Can clothe masks be a substitute for N95 masks?
The researchers at the University of Chicago performed a study to check the purification ability of the cloth masks. They made masks by joining one layer of tightly woven cotton sheet1 and two layers of polyester-spandex chiffon2, which is a fabric commonly used in evening gowns. These masks filtered out 80% to 90% spray particles ranging from 10 nanometres to 6 micrometres in diameter at normal human respiratory flow rate and volume.
This performance was close to N95 mask materials. Comparable results were obtained when natural silk or flannel or cotton quilt with cotton polyester batting were substituted for the chiffon.

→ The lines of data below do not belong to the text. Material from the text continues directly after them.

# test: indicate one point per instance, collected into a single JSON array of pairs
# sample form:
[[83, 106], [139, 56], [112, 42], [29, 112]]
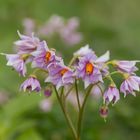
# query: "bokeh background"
[[106, 25]]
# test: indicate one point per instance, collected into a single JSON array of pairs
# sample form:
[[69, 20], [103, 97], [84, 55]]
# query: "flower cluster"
[[67, 30], [85, 66]]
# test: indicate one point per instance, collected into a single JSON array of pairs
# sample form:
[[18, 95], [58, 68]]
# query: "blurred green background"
[[106, 25]]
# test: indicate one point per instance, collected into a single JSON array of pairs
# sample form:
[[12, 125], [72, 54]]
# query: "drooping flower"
[[103, 111], [60, 75], [27, 44], [46, 105], [43, 56], [111, 95], [90, 66], [130, 85], [18, 62], [125, 66], [96, 91], [48, 92], [31, 84]]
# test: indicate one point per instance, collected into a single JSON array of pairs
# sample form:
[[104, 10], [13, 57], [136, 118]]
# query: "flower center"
[[89, 68], [47, 56], [63, 71]]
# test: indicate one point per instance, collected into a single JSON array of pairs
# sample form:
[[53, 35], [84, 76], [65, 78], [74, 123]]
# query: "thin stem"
[[70, 124], [80, 117], [77, 95]]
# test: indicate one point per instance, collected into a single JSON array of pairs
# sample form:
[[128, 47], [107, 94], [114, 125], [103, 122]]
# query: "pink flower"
[[130, 85], [18, 62], [31, 84], [126, 66], [43, 56], [89, 67], [60, 75]]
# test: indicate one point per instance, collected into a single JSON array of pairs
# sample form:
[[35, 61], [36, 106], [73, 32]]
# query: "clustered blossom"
[[66, 29], [85, 66]]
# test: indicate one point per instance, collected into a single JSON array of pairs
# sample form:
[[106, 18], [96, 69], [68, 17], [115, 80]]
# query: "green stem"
[[70, 124], [80, 117], [77, 95]]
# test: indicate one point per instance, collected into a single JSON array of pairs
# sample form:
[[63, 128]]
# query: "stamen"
[[89, 68], [47, 56]]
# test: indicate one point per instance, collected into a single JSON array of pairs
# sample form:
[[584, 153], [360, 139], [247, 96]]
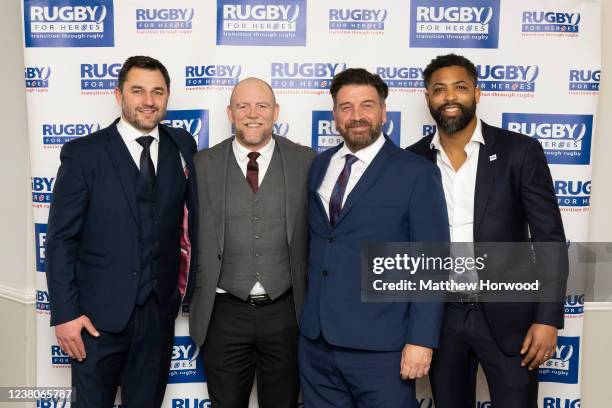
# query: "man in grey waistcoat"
[[251, 272]]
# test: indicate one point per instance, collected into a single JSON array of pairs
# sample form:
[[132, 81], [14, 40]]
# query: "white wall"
[[16, 235], [597, 355]]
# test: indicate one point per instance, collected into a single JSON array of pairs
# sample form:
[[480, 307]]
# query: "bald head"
[[253, 111], [255, 84]]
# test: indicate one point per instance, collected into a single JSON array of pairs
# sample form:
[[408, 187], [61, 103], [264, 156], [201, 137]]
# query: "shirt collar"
[[265, 152], [129, 133], [476, 138], [366, 154]]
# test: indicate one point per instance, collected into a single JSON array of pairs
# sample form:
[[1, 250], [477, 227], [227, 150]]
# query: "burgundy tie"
[[253, 171]]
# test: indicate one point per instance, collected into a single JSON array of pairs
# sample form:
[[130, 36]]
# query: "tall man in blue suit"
[[123, 202], [498, 188], [355, 354]]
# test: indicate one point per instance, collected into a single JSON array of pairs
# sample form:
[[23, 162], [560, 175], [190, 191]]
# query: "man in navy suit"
[[123, 202], [353, 353], [498, 188]]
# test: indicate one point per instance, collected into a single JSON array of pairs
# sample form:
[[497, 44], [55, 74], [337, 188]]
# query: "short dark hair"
[[450, 60], [358, 76], [143, 62]]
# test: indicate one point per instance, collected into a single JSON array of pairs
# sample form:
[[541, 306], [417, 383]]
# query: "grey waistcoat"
[[255, 246]]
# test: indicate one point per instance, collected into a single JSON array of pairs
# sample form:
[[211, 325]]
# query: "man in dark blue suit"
[[123, 202], [352, 353], [498, 188]]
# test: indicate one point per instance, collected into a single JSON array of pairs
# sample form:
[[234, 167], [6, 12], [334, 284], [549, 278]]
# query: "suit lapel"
[[368, 179], [292, 189], [318, 179], [124, 166], [485, 175], [216, 177]]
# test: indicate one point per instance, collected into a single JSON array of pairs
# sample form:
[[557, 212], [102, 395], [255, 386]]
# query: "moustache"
[[358, 123]]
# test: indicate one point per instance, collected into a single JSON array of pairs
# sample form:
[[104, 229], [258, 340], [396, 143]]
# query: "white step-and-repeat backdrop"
[[538, 64]]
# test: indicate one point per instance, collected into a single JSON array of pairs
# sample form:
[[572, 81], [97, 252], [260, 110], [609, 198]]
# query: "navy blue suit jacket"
[[399, 198], [514, 201], [93, 248]]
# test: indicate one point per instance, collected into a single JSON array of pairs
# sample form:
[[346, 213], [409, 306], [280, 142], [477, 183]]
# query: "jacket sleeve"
[[546, 230], [66, 216]]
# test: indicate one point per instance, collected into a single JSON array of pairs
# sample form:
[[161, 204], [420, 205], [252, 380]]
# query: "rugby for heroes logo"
[[194, 121], [325, 135], [99, 79], [519, 80], [454, 24], [574, 306], [42, 191], [584, 81], [261, 22], [186, 365], [402, 79], [202, 77], [42, 302], [573, 195], [56, 134], [165, 20], [40, 238], [37, 78], [68, 23], [357, 21], [309, 77], [544, 23], [563, 366], [566, 139]]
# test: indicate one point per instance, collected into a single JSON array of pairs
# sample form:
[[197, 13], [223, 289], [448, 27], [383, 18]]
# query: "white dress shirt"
[[336, 164], [459, 186], [459, 189], [129, 134], [263, 162]]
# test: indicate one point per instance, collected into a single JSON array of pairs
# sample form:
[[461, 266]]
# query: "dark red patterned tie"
[[335, 201], [253, 171]]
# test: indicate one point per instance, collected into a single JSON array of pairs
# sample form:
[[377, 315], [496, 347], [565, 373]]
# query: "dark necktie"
[[335, 202], [147, 171], [253, 171]]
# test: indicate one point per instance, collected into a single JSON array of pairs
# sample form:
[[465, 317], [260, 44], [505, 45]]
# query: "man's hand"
[[540, 344], [415, 361], [69, 336]]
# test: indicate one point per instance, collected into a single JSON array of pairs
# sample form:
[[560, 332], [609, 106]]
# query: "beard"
[[253, 140], [144, 125], [453, 125], [358, 141]]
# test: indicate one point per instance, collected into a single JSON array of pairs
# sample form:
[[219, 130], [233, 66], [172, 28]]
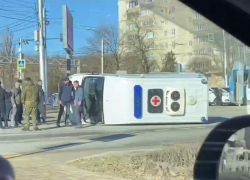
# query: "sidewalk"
[[44, 169]]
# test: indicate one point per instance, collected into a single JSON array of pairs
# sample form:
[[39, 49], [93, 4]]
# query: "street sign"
[[21, 64]]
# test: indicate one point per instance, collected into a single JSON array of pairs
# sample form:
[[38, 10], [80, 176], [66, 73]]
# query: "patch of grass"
[[171, 162]]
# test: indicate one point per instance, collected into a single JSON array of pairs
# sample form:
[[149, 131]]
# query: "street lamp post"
[[102, 49]]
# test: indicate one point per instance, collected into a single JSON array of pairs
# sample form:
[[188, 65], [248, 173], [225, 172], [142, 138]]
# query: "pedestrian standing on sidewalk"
[[21, 88], [30, 98], [66, 96], [78, 100], [16, 117], [3, 95], [41, 104], [7, 172]]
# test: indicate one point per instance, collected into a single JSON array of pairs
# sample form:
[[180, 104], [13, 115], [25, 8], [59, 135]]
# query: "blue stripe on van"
[[138, 101]]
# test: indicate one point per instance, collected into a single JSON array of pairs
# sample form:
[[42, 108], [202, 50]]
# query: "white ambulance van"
[[168, 98]]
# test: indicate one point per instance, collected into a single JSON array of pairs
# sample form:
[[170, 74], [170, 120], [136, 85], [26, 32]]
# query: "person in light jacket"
[[79, 102], [41, 104], [66, 96], [16, 117]]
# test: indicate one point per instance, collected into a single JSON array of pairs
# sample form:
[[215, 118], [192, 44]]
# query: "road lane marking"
[[12, 155]]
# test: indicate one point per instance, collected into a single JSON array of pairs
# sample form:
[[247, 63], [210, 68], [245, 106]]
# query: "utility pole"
[[41, 41], [102, 63], [45, 53], [20, 56], [225, 59]]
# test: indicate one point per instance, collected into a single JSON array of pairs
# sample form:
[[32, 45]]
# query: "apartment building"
[[175, 27]]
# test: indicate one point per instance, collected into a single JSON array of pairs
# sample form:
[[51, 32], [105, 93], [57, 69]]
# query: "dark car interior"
[[233, 16]]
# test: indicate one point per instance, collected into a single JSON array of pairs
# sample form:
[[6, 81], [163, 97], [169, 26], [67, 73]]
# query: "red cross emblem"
[[155, 100]]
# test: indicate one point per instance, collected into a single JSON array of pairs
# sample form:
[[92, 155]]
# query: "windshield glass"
[[135, 87]]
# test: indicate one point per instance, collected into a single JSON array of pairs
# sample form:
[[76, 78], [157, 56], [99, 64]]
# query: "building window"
[[132, 27], [173, 44], [145, 12], [133, 37], [148, 23], [151, 45], [173, 32], [172, 10], [149, 35], [166, 22], [200, 39], [195, 52], [197, 16], [204, 26], [150, 55], [148, 1], [190, 55], [166, 45], [133, 4]]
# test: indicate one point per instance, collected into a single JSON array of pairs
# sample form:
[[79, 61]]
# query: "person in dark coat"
[[219, 98], [16, 102], [66, 97], [41, 104], [6, 170], [3, 96], [78, 100]]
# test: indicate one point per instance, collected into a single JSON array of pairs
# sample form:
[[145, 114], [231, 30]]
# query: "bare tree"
[[138, 40], [7, 50], [205, 66], [113, 46], [168, 62]]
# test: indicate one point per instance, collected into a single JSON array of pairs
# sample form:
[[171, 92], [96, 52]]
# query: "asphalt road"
[[75, 143]]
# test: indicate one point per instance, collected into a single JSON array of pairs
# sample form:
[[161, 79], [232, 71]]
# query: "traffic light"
[[211, 37]]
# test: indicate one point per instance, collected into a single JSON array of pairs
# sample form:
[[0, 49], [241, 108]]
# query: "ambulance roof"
[[151, 75]]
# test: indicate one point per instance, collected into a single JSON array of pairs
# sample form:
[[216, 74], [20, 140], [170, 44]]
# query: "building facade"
[[172, 26]]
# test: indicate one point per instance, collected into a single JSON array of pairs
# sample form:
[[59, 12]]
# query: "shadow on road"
[[212, 120], [109, 138]]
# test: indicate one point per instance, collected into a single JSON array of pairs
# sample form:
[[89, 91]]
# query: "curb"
[[10, 156], [118, 152]]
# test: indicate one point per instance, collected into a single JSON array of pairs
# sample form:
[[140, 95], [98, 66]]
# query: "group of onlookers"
[[30, 99], [71, 93]]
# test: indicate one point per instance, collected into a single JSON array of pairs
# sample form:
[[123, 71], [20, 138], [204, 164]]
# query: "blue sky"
[[86, 13]]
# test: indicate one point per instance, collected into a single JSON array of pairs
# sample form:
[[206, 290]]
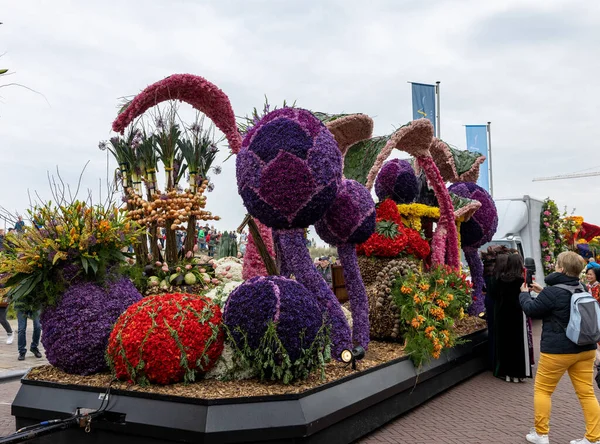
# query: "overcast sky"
[[528, 66]]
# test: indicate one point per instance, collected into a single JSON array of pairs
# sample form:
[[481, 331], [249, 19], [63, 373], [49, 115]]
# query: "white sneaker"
[[537, 439]]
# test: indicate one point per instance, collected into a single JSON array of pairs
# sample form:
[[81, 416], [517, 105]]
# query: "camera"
[[529, 270]]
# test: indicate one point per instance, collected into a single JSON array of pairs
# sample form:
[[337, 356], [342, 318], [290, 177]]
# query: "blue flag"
[[424, 103], [477, 142]]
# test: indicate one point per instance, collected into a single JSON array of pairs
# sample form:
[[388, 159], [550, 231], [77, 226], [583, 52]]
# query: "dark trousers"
[[3, 320]]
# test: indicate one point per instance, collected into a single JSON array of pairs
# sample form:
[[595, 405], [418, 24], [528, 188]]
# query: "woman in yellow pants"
[[559, 355]]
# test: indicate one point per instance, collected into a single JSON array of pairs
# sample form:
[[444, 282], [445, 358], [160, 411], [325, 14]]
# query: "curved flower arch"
[[195, 90], [415, 138]]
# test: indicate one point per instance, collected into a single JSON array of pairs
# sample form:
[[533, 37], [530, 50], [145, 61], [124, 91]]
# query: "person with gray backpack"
[[570, 331]]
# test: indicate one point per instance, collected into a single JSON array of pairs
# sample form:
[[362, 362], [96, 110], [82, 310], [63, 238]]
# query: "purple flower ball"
[[289, 169], [75, 331], [397, 180], [483, 224], [252, 305], [351, 217]]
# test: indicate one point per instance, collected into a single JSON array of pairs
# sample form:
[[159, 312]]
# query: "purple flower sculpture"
[[75, 331], [350, 220], [286, 303], [289, 169], [397, 180], [288, 173], [474, 233]]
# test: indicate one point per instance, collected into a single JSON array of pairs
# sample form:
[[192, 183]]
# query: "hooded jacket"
[[553, 306]]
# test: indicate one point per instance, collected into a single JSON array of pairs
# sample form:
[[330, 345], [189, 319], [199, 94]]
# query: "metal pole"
[[489, 128], [437, 94]]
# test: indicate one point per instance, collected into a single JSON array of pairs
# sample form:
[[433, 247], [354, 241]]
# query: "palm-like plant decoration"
[[199, 151]]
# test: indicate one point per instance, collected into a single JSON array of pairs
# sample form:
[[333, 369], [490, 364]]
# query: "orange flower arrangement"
[[429, 304]]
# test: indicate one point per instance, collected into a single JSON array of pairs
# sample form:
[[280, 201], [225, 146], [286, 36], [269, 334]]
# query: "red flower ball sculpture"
[[165, 339]]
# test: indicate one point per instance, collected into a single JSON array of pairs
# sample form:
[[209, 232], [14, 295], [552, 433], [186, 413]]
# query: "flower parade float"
[[259, 349]]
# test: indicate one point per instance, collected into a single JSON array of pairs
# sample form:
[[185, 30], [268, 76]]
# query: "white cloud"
[[527, 66]]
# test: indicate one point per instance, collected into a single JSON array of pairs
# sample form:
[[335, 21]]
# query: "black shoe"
[[36, 353]]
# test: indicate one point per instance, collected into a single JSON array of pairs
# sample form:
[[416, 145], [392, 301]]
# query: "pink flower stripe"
[[195, 90], [413, 138], [445, 162], [445, 240]]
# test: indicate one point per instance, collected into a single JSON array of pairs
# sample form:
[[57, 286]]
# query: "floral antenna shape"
[[349, 129], [195, 90], [415, 138], [455, 165]]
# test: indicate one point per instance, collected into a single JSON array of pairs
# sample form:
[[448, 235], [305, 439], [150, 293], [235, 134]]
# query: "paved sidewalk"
[[9, 353], [482, 410], [485, 410]]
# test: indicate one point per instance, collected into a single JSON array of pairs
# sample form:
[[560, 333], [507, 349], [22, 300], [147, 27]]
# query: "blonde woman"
[[559, 354]]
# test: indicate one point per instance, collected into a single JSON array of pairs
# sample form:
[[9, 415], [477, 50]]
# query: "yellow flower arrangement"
[[412, 214], [89, 239]]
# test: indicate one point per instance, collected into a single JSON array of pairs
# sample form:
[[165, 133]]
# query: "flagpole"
[[437, 93], [489, 128]]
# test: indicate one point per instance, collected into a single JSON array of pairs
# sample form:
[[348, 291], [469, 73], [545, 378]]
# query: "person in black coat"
[[493, 258], [558, 353], [511, 341]]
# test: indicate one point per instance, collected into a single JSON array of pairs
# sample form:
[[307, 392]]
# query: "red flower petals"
[[165, 339], [407, 241]]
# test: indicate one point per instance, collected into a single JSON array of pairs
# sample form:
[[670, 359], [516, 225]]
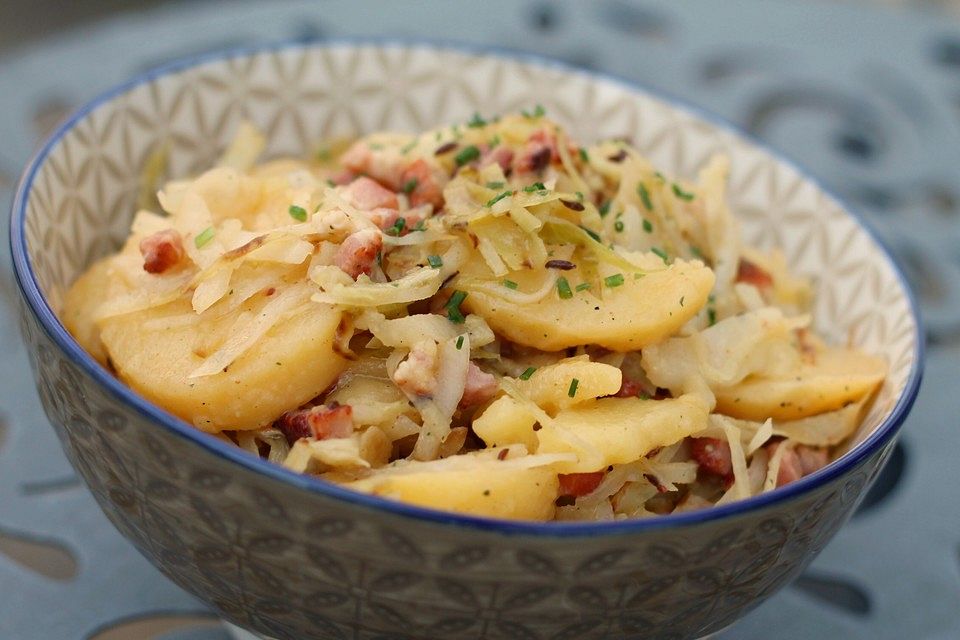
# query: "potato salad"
[[486, 318]]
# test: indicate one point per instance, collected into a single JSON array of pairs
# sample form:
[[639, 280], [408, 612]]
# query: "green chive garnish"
[[680, 193], [467, 154], [454, 314], [476, 121], [645, 197], [298, 213], [613, 281], [538, 112], [205, 236], [397, 227]]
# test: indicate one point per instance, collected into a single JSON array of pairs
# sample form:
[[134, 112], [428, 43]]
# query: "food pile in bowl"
[[486, 318]]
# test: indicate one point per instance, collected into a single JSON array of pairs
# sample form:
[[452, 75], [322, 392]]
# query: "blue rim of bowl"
[[30, 290]]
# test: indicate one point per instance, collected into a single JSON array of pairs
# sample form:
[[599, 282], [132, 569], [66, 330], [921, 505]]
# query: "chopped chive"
[[538, 112], [467, 154], [454, 314], [205, 236], [645, 196], [297, 213], [446, 147], [613, 281], [497, 198], [476, 121], [592, 234], [680, 193]]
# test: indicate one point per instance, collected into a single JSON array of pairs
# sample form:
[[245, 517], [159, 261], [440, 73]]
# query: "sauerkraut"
[[486, 318]]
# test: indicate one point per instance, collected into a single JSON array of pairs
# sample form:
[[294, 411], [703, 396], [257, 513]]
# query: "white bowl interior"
[[84, 195]]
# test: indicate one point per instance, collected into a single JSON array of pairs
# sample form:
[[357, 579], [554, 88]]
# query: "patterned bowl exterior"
[[291, 557]]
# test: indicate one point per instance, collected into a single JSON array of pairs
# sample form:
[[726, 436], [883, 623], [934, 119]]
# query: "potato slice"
[[506, 422], [549, 386], [80, 308], [473, 483], [291, 364], [620, 430], [837, 378], [628, 317]]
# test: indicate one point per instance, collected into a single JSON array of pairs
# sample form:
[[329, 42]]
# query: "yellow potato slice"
[[549, 386], [293, 363], [620, 430], [476, 484], [506, 422], [628, 317], [837, 378]]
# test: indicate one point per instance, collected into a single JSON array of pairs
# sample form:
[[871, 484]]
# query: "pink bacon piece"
[[358, 252], [320, 423], [161, 251], [480, 387]]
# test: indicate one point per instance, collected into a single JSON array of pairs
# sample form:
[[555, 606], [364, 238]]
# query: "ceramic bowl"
[[289, 556]]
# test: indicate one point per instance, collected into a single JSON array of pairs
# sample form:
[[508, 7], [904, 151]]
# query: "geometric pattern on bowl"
[[275, 553]]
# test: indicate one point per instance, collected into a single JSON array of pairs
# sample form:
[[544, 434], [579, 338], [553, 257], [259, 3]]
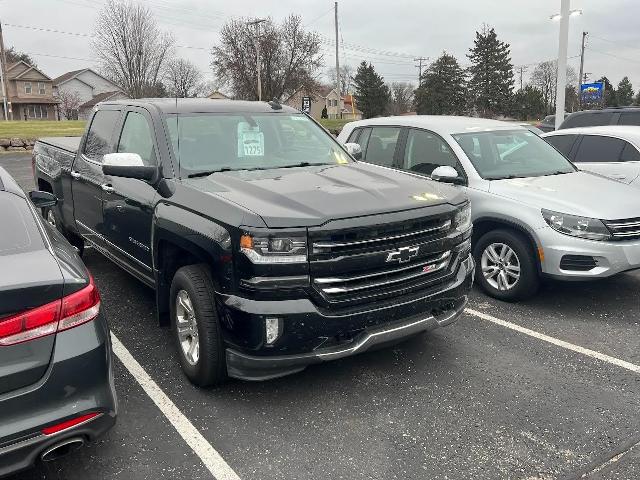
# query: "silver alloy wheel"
[[500, 266], [187, 326], [51, 218]]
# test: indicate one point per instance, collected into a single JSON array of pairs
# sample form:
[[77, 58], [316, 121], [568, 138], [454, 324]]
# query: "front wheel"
[[505, 266], [195, 326]]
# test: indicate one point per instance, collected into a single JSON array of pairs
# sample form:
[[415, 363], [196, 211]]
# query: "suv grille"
[[624, 229]]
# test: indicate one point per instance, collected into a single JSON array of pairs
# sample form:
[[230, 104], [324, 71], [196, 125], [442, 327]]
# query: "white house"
[[89, 85]]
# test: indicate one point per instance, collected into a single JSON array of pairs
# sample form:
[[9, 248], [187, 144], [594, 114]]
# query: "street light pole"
[[563, 42]]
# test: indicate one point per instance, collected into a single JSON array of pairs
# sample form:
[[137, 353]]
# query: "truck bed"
[[69, 144]]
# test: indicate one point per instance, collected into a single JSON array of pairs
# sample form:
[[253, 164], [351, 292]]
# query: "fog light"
[[272, 329]]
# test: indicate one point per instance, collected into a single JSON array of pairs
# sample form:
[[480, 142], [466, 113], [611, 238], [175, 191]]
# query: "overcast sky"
[[391, 32]]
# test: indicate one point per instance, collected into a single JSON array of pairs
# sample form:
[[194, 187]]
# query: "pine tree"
[[491, 83], [442, 89], [625, 92], [371, 94]]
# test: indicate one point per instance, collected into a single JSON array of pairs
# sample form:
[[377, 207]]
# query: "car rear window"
[[590, 119], [20, 233]]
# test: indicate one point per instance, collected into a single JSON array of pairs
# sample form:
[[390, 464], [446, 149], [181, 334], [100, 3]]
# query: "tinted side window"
[[382, 145], [629, 118], [99, 135], [425, 151], [20, 233], [563, 143], [136, 137], [595, 148], [588, 120], [630, 154]]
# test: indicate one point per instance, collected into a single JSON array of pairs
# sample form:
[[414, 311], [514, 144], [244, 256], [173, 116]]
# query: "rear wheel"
[[506, 267], [195, 326]]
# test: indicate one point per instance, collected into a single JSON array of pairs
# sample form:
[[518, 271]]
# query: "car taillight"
[[70, 311]]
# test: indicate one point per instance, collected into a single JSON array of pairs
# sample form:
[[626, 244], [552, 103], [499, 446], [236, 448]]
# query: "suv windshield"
[[511, 154], [209, 143]]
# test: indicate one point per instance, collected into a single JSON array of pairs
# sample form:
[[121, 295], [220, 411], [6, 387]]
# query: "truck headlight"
[[583, 227], [462, 220], [272, 249]]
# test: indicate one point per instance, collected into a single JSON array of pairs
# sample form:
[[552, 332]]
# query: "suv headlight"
[[583, 227], [273, 249], [462, 220]]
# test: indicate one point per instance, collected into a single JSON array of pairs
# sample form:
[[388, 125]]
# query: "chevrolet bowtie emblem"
[[403, 255]]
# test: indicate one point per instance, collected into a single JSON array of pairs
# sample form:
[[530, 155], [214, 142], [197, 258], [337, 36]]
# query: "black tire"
[[210, 368], [527, 284]]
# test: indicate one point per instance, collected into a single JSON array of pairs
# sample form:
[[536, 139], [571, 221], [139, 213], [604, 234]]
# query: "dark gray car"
[[56, 381]]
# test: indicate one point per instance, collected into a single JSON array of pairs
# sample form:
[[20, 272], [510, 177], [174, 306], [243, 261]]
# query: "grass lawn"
[[44, 128], [333, 123]]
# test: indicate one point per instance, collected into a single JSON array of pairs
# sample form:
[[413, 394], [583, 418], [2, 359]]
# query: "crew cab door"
[[609, 156], [87, 178], [128, 202]]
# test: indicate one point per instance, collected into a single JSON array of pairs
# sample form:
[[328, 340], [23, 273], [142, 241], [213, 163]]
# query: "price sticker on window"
[[252, 144]]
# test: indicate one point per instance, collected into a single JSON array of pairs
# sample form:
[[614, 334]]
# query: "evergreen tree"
[[491, 82], [442, 89], [528, 103], [625, 92], [371, 93], [610, 97]]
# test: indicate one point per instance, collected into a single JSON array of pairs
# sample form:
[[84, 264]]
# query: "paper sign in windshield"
[[252, 143]]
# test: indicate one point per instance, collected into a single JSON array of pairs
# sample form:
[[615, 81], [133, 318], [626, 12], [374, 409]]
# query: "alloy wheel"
[[500, 266]]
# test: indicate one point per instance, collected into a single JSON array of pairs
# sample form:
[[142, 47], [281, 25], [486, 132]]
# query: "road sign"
[[306, 104], [592, 92]]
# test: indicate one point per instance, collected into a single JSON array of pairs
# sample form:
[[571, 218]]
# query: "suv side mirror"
[[446, 174], [129, 165], [354, 149], [43, 199]]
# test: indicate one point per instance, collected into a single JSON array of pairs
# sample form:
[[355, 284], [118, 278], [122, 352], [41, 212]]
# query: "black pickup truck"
[[268, 245]]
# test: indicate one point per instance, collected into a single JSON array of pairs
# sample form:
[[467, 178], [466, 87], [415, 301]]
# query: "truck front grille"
[[624, 229]]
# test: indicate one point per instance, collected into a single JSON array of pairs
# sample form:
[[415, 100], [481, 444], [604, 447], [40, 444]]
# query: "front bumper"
[[360, 331], [79, 381], [611, 257]]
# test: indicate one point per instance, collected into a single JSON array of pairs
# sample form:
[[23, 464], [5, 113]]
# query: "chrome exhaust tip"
[[62, 449]]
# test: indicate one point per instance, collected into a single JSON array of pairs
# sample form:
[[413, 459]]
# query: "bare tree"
[[132, 50], [545, 76], [183, 78], [69, 103], [290, 57], [401, 98], [346, 74]]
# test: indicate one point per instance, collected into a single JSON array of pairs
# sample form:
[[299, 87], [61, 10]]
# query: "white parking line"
[[555, 341], [209, 456]]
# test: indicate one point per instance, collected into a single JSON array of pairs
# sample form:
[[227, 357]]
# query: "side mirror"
[[354, 149], [128, 165], [446, 174], [43, 199]]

By this experiment, the researchers showed that tightly woven fabric such as cotton can act as a mechanical barrier to spray particles, where the fabrics that hold a static charge like certain types of chiffon and natural silk serve as an electrostatic barrier. The researchers cautioned, however, that even 1% gap reduces the filtering efficiency of all masks by half or more. This fact emphasizes the proper fitting of a mask to the face.
The author concludes that for an average person, a cloth mask which has been made carefully is sufficient to protect from common diseases that are transmitted by aerosols or dew. An average person should always use cloth mask while going out of home. A mask made up of cloth will be economical to the pocket and preserve the national resources for more specific needs.